SR-NeRV: Improving Embedding Efficiency of Neural Video Representation via Super-Resolution
This work addresses a bottleneck in neural video compression for practical applications, though it is incremental as it builds on existing INR methods.
The paper tackled the problem of high-frequency detail loss in neural video compression under model size constraints by integrating a super-resolution network into an INR-based framework, resulting in improved reconstruction quality while maintaining comparable model size.

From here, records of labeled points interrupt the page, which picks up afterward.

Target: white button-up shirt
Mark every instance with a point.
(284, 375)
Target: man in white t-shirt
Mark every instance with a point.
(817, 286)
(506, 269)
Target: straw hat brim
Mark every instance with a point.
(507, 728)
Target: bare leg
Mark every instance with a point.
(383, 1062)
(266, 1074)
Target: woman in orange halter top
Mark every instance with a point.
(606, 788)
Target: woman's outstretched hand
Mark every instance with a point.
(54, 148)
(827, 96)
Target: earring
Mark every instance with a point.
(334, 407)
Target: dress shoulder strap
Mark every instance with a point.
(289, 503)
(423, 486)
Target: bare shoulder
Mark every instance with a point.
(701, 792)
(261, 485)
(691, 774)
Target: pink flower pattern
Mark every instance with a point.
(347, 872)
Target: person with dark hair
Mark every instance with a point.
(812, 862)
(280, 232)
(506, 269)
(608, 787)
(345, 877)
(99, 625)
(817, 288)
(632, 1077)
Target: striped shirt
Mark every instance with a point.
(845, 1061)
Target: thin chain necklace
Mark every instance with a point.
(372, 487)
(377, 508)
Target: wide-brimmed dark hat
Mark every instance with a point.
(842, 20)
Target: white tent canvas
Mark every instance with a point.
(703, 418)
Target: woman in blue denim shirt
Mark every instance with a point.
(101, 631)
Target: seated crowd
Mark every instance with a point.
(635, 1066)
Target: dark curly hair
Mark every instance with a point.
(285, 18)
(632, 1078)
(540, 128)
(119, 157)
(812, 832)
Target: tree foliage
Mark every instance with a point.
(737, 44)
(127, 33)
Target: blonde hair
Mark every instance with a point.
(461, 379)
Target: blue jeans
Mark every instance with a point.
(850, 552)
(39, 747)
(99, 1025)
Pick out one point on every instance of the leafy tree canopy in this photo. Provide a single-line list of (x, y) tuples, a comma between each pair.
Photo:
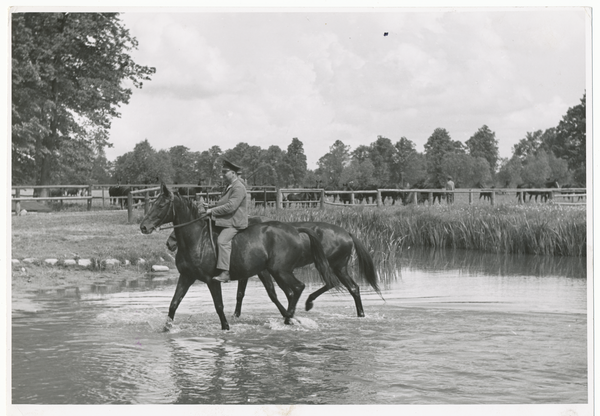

Implicit Neural Representations (INRs) have garnered significant attention for their ability to model complex signals in various domains. Recently, INR-based frameworks have shown promise in neural video compression by embedding video content into compact neural networks. However, these methods often struggle to reconstruct high-frequency details under stringent constraints on model size, which are critical in practical compression scenarios. To address this limitation, we propose an INR-based video representation framework that integrates a general-purpose super-resolution (SR) network. This design is motivated by the observation that high-frequency components tend to exhibit low temporal redundancy across frames. By offloading the reconstruction of fine details to a dedicated SR network pre-trained on natural images, the proposed method improves visual fidelity. Experimental results demonstrate that the proposed method outperforms conventional INR-based baselines in reconstruction quality, while maintaining a comparable model size.